While critics say the move amounts to executive overreach from FIFA, there remains a widespread feeling that CAF has passed over opportunities to reform itself. Ahmad was reported in March to FIFA’s ethics committee for alleged corruption and harassment by CAF general secretary Amr Fahmy, who was then fired, according to Reuters. The ethics committee investigation is still ongoing. 

In July, Hasan Bility, a Liberian CAF executive committee member for the last two years, released a media statement saying that he would ask the Swiss-based Court of Arbitration for Sport to declare invalid Samoura’s appointment. Instead of the “poorly conceptualised” agreement, he said that Ahmad must resign.

In the same week, Bility was himself banned from the game for 10 years by FIFA’s Ethics Committee following an investigation into the finances of the Liberian Football Association. FIFA said that Bility was “guilty of having misappropriated FIFA funds as well as having received benefits and found himself in situations of conflict of interest, in violation of the FIFA Code of Ethics.”

While Maradas expresses disquiet over the appointment of Samoura, he points to the failure of leadership to solve CAF’s problems.

“If they are mature enough and have a competent leadership they will fight back and tell FIFA we don’t need this, we will find a way of solving our own problems. But can Ahmad do that? Is he strong enough? I really don’t know.”

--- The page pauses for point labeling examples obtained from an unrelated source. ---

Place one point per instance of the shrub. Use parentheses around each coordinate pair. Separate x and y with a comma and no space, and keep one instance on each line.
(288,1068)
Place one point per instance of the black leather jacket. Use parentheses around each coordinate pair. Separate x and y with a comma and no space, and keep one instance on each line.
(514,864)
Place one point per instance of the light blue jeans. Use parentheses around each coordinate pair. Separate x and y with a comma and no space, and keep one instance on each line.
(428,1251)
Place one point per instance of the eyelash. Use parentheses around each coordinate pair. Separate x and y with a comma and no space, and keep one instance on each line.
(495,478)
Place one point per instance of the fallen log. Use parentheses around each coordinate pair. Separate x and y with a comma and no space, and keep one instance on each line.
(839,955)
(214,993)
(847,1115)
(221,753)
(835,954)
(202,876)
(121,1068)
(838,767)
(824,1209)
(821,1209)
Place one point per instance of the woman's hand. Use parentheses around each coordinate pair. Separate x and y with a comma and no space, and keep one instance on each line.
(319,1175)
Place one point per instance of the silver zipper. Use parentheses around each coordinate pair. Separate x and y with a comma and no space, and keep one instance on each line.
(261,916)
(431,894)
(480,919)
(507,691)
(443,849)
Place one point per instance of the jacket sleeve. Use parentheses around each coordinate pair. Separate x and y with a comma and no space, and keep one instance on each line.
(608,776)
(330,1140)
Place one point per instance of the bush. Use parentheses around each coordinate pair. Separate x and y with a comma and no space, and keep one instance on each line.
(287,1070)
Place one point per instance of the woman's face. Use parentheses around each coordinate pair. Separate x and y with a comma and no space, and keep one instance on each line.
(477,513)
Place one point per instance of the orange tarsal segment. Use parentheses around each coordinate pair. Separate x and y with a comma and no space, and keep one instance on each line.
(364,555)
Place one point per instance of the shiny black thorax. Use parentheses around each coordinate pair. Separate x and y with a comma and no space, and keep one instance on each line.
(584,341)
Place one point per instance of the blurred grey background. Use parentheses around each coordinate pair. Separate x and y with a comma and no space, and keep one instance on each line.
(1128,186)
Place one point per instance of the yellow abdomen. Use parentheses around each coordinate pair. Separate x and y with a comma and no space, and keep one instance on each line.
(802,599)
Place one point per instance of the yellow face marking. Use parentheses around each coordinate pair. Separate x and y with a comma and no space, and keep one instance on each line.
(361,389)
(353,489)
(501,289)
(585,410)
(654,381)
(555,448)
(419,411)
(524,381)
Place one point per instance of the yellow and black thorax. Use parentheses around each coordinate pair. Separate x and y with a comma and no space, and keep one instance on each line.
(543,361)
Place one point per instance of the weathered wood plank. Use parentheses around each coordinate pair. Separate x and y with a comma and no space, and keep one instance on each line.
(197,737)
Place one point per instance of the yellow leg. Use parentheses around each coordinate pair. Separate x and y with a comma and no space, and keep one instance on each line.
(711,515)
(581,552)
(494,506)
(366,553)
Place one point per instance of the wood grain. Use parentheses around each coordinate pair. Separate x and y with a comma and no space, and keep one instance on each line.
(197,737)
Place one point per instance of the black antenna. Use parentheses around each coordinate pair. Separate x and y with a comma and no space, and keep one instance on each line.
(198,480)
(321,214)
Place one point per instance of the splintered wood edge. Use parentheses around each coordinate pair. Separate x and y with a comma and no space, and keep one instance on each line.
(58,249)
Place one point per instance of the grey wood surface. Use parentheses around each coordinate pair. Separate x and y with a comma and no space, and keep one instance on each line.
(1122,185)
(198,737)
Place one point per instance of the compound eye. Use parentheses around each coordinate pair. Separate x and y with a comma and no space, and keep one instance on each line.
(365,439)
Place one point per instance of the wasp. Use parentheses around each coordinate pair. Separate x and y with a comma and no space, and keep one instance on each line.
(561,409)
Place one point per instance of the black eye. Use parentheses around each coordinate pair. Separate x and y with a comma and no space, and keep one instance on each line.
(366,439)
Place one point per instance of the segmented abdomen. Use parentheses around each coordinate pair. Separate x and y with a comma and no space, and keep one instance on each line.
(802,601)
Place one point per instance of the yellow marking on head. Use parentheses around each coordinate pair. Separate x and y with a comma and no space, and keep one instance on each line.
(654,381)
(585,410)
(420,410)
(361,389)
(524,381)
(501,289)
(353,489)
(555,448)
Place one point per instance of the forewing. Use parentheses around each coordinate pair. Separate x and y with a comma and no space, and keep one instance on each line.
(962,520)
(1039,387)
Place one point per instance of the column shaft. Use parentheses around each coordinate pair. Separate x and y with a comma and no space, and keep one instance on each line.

CAF, he says, must reform itself.

“There are people there who need to be removed and allow competent people to get in and solve things. If CAF are brave enough they will say OK, we have an issue here, we can change ourselves and reinvent things. CAF is not a young institution, it was set up in 1957. If in 62 years you are incapable of solving your own problems, you are a failed person in life.”